Can anyone tell me how to get a smoother and sharper animation?
Short answer : edit the IPO curves.
Long answer : What are you trying to animate? A character? … thing? robot? char?
Look at whatever object it is in real life and use a stopwatch to time the movement.
For a character, and most realistic cars, vehicles, etc, things do not stop and start instantly. They gradually accelerate, which when translated to an IPO curve means that you should see smooth gradual curves, not abrupt steep or jaggy lines.
Mike
it’s all in the way you setup the keys.
Box moves from point A to point B.
We can add a Key at frame 1 for point A, and a ket from point B at frame 10. The box will smoothly move from A to B.
A … B
1 … 10
But now lets say we want the box to move Fast to this point,
A … B
…^…
in 3 seconds and end up at 10 at B.
so you’d add a key a 1,3 and 10. So it’s VERY fast going from 1-3, because it has to cover a longer distance in those 3 frame… and Very slow from 3 to 10, because it needs to cover a smaller distance in 7 frames.
A … B
1 …3 .10
Point: it’s all in the way you setup the keys.
– or –
if you are refering to the fact the blender’s default is set to Exponential (Bezier) curve when going from frame 1 to 10 and you want to make it linear…
In the IPO curve editor.
- Select the curve
- Click Curve (from menu)
- Interpolation Mode
- Linear
Thanks for all your help everyone i guess i should of been more specific
i have a globe spining in one direction and curved text rotating in the opposite direction, id like it to be a sharper image not that its fuzzy just doesnt seem to have that great of resolution and in the animation i set it for 250 frames but it plays very quick is there any way to slow down the
speed of the rotations?
not sure if this will make it any clearer lol
Thanks
Jester
The 250 frames setting has only an indirect effect on the speed. You’ll have to spread out your keyframes.

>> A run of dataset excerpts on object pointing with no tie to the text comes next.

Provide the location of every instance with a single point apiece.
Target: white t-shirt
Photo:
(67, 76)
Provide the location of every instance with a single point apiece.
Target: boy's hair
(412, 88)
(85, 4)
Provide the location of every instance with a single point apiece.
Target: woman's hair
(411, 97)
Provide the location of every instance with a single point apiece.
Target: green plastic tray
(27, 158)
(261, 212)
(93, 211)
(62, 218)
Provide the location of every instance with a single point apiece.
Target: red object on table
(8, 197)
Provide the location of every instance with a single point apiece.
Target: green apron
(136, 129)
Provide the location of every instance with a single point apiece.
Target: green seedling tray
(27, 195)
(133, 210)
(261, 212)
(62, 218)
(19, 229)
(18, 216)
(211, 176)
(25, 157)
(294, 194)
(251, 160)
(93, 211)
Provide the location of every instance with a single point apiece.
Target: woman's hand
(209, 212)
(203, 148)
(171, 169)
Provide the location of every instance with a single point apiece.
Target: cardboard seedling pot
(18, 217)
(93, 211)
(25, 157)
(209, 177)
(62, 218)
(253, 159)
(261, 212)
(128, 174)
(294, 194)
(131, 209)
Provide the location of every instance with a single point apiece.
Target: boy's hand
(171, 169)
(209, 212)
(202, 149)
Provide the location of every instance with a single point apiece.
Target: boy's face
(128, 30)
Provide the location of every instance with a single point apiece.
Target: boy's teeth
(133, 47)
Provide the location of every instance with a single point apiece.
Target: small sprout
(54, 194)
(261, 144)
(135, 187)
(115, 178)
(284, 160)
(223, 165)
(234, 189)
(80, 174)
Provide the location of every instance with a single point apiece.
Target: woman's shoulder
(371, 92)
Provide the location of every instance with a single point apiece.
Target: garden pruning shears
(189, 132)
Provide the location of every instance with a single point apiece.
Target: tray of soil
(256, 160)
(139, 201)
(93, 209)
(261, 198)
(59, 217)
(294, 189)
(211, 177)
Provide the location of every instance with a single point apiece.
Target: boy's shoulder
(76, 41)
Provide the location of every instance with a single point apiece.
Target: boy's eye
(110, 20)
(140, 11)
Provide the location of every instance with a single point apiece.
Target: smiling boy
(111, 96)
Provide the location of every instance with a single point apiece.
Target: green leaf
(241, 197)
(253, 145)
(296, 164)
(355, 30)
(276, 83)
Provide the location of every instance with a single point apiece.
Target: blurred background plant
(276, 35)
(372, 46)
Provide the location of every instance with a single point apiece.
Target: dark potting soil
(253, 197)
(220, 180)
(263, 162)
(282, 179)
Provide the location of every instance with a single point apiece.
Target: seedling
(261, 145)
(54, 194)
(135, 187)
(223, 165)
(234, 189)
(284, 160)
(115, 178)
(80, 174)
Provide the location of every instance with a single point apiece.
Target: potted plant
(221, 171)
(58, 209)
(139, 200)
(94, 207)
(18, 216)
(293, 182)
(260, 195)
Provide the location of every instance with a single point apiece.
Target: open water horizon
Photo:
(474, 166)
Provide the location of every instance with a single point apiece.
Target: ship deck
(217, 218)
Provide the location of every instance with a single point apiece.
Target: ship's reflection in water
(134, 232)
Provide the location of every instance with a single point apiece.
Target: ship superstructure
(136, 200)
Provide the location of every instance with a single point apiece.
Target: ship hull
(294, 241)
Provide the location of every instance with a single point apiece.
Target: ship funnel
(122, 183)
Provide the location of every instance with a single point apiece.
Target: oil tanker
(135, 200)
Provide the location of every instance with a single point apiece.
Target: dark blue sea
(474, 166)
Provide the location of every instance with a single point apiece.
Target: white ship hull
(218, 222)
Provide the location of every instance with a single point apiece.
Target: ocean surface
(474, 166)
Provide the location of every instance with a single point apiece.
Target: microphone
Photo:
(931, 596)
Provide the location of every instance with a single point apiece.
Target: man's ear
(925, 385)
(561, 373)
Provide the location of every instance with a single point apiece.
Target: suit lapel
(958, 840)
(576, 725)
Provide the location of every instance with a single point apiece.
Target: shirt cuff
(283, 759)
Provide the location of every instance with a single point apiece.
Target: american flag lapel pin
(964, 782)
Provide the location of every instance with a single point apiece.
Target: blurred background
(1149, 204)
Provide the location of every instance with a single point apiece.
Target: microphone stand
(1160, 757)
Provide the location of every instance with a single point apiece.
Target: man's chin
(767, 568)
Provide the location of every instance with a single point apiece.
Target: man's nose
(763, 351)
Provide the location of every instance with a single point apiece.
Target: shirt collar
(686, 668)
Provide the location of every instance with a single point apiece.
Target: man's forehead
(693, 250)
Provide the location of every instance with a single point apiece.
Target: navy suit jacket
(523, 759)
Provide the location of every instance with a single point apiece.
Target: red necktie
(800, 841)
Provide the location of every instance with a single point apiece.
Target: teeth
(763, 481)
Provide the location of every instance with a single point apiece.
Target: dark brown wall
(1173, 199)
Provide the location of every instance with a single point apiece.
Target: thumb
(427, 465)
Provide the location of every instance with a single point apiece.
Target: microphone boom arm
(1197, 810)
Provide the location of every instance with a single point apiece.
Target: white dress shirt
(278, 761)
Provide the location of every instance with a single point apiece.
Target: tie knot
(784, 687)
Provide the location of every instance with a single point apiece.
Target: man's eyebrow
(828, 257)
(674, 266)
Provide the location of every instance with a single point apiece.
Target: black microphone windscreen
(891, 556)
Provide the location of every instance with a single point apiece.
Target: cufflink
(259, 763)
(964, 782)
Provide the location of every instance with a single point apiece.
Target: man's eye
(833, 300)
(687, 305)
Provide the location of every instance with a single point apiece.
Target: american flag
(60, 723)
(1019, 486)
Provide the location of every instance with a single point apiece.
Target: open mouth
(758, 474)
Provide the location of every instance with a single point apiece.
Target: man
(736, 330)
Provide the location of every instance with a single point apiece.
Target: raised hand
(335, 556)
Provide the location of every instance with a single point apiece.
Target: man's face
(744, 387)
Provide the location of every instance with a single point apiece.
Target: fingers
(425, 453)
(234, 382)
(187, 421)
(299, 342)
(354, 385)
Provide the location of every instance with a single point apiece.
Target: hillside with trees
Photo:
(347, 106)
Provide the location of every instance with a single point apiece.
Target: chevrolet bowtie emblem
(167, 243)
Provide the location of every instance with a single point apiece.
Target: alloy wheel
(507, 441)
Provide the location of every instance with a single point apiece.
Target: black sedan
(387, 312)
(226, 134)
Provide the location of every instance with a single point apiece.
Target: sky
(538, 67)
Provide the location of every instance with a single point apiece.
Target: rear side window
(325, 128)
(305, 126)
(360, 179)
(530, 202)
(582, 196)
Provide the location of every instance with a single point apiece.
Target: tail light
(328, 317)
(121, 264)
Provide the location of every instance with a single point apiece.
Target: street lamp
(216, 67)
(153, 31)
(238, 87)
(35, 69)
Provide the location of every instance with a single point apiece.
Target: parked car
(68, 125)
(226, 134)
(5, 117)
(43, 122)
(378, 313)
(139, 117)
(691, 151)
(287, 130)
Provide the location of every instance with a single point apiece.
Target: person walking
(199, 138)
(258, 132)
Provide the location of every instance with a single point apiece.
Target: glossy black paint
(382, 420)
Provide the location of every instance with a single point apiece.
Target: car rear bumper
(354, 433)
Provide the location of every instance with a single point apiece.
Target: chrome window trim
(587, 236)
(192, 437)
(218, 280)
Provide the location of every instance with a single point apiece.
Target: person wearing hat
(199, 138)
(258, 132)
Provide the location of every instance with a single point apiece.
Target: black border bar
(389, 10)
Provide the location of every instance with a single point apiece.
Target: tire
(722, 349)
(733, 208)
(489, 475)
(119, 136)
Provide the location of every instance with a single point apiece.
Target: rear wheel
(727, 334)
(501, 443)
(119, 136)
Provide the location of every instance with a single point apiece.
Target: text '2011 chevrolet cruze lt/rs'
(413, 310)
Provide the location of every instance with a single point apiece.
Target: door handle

If you keyframe the globe at frame 1 with 0,0,0 rot, and then move to frame 30 and rotate it 10 degrees for example, then if your anim setting is 30 fps, you’ll get a ~10deg /sec rotation. If you had keyframed it at frame 3 instead, you’ll get a `10x faster rotation.
When you look at the animation curves in the IPO editor you can see graphically how they relate to time.
See the attached picture. The monkey on the left rotates 60 degrees in only 10 frames, while the one on the right takes 30 frames, therefore 3 times slower.
If you look at their respective IPO curves, for the same displayed range of 60 frames, the curve on the left is much steeper and narrower than the one on the right.